N’ayant pas de liens à dispose (comme il n’existe pas de rideaux aux fenêtres, je ne peux en prélever les cordons), je le dépouille de son T-shirt, lacère celui-ci et en tire de quoi lui ligoter étroitement les poignets dans le dos. Cela fait, je me rinçotte enfin à la faible dégoulinette du lavabo et me refringue.
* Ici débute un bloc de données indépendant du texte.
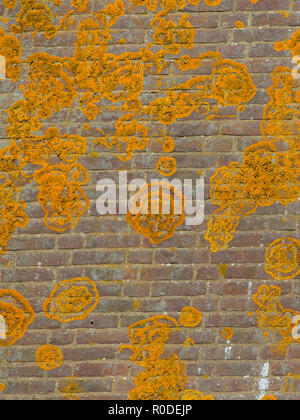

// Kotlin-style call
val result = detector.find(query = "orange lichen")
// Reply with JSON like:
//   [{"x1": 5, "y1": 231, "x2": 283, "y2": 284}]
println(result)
[
  {"x1": 10, "y1": 0, "x2": 58, "y2": 39},
  {"x1": 120, "y1": 315, "x2": 179, "y2": 367},
  {"x1": 205, "y1": 142, "x2": 300, "y2": 252},
  {"x1": 96, "y1": 114, "x2": 148, "y2": 162},
  {"x1": 129, "y1": 354, "x2": 187, "y2": 400},
  {"x1": 261, "y1": 67, "x2": 300, "y2": 151},
  {"x1": 72, "y1": 0, "x2": 89, "y2": 12},
  {"x1": 261, "y1": 395, "x2": 278, "y2": 401},
  {"x1": 163, "y1": 136, "x2": 175, "y2": 153},
  {"x1": 145, "y1": 52, "x2": 257, "y2": 125},
  {"x1": 234, "y1": 20, "x2": 246, "y2": 29},
  {"x1": 253, "y1": 285, "x2": 299, "y2": 355},
  {"x1": 59, "y1": 377, "x2": 83, "y2": 401},
  {"x1": 179, "y1": 306, "x2": 202, "y2": 327},
  {"x1": 151, "y1": 13, "x2": 196, "y2": 55},
  {"x1": 282, "y1": 373, "x2": 300, "y2": 393},
  {"x1": 34, "y1": 163, "x2": 89, "y2": 232},
  {"x1": 126, "y1": 182, "x2": 185, "y2": 244},
  {"x1": 0, "y1": 29, "x2": 22, "y2": 81},
  {"x1": 120, "y1": 315, "x2": 187, "y2": 400},
  {"x1": 274, "y1": 29, "x2": 300, "y2": 57},
  {"x1": 181, "y1": 389, "x2": 214, "y2": 401},
  {"x1": 183, "y1": 337, "x2": 195, "y2": 348},
  {"x1": 265, "y1": 238, "x2": 300, "y2": 280},
  {"x1": 218, "y1": 264, "x2": 228, "y2": 279},
  {"x1": 222, "y1": 327, "x2": 234, "y2": 341},
  {"x1": 43, "y1": 277, "x2": 99, "y2": 322},
  {"x1": 36, "y1": 344, "x2": 63, "y2": 370},
  {"x1": 156, "y1": 156, "x2": 177, "y2": 176},
  {"x1": 0, "y1": 289, "x2": 34, "y2": 346}
]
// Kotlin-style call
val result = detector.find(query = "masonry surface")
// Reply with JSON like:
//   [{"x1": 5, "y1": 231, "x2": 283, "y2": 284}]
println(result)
[{"x1": 0, "y1": 0, "x2": 300, "y2": 400}]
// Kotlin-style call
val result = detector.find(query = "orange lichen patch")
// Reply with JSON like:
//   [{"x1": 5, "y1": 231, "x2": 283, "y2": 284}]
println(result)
[
  {"x1": 4, "y1": 0, "x2": 17, "y2": 9},
  {"x1": 183, "y1": 337, "x2": 195, "y2": 348},
  {"x1": 282, "y1": 373, "x2": 300, "y2": 393},
  {"x1": 120, "y1": 315, "x2": 179, "y2": 366},
  {"x1": 145, "y1": 90, "x2": 196, "y2": 125},
  {"x1": 222, "y1": 327, "x2": 234, "y2": 341},
  {"x1": 59, "y1": 377, "x2": 83, "y2": 401},
  {"x1": 181, "y1": 389, "x2": 214, "y2": 401},
  {"x1": 156, "y1": 156, "x2": 177, "y2": 176},
  {"x1": 205, "y1": 142, "x2": 300, "y2": 252},
  {"x1": 274, "y1": 29, "x2": 300, "y2": 57},
  {"x1": 0, "y1": 289, "x2": 34, "y2": 347},
  {"x1": 126, "y1": 182, "x2": 185, "y2": 244},
  {"x1": 72, "y1": 0, "x2": 89, "y2": 12},
  {"x1": 163, "y1": 136, "x2": 175, "y2": 153},
  {"x1": 151, "y1": 13, "x2": 196, "y2": 55},
  {"x1": 218, "y1": 264, "x2": 228, "y2": 279},
  {"x1": 129, "y1": 354, "x2": 188, "y2": 400},
  {"x1": 0, "y1": 180, "x2": 28, "y2": 254},
  {"x1": 211, "y1": 60, "x2": 257, "y2": 106},
  {"x1": 204, "y1": 0, "x2": 222, "y2": 7},
  {"x1": 34, "y1": 163, "x2": 89, "y2": 232},
  {"x1": 0, "y1": 29, "x2": 22, "y2": 81},
  {"x1": 120, "y1": 315, "x2": 188, "y2": 400},
  {"x1": 96, "y1": 0, "x2": 125, "y2": 28},
  {"x1": 10, "y1": 0, "x2": 58, "y2": 39},
  {"x1": 145, "y1": 52, "x2": 257, "y2": 125},
  {"x1": 179, "y1": 306, "x2": 202, "y2": 327},
  {"x1": 204, "y1": 209, "x2": 240, "y2": 252},
  {"x1": 261, "y1": 67, "x2": 300, "y2": 149},
  {"x1": 265, "y1": 238, "x2": 300, "y2": 280},
  {"x1": 24, "y1": 53, "x2": 77, "y2": 120},
  {"x1": 253, "y1": 285, "x2": 298, "y2": 355},
  {"x1": 261, "y1": 395, "x2": 278, "y2": 401},
  {"x1": 95, "y1": 114, "x2": 148, "y2": 162},
  {"x1": 234, "y1": 20, "x2": 246, "y2": 29},
  {"x1": 36, "y1": 344, "x2": 63, "y2": 370},
  {"x1": 43, "y1": 277, "x2": 99, "y2": 322}
]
Quand je pense que si la douche avait fonctionné normalement, je n’en serais pas sorti prématurément et donc n’aurais pas aperçu l’homme aux reptiles, j’en ai des fourmis dans la moelle pépinière.
Usant du verre à dents (oui : il y en a un !), je verse de la flotte sur la bouille de mon visiteur. C’est un procédé de réanimation simple, peu coûteux et infaillible.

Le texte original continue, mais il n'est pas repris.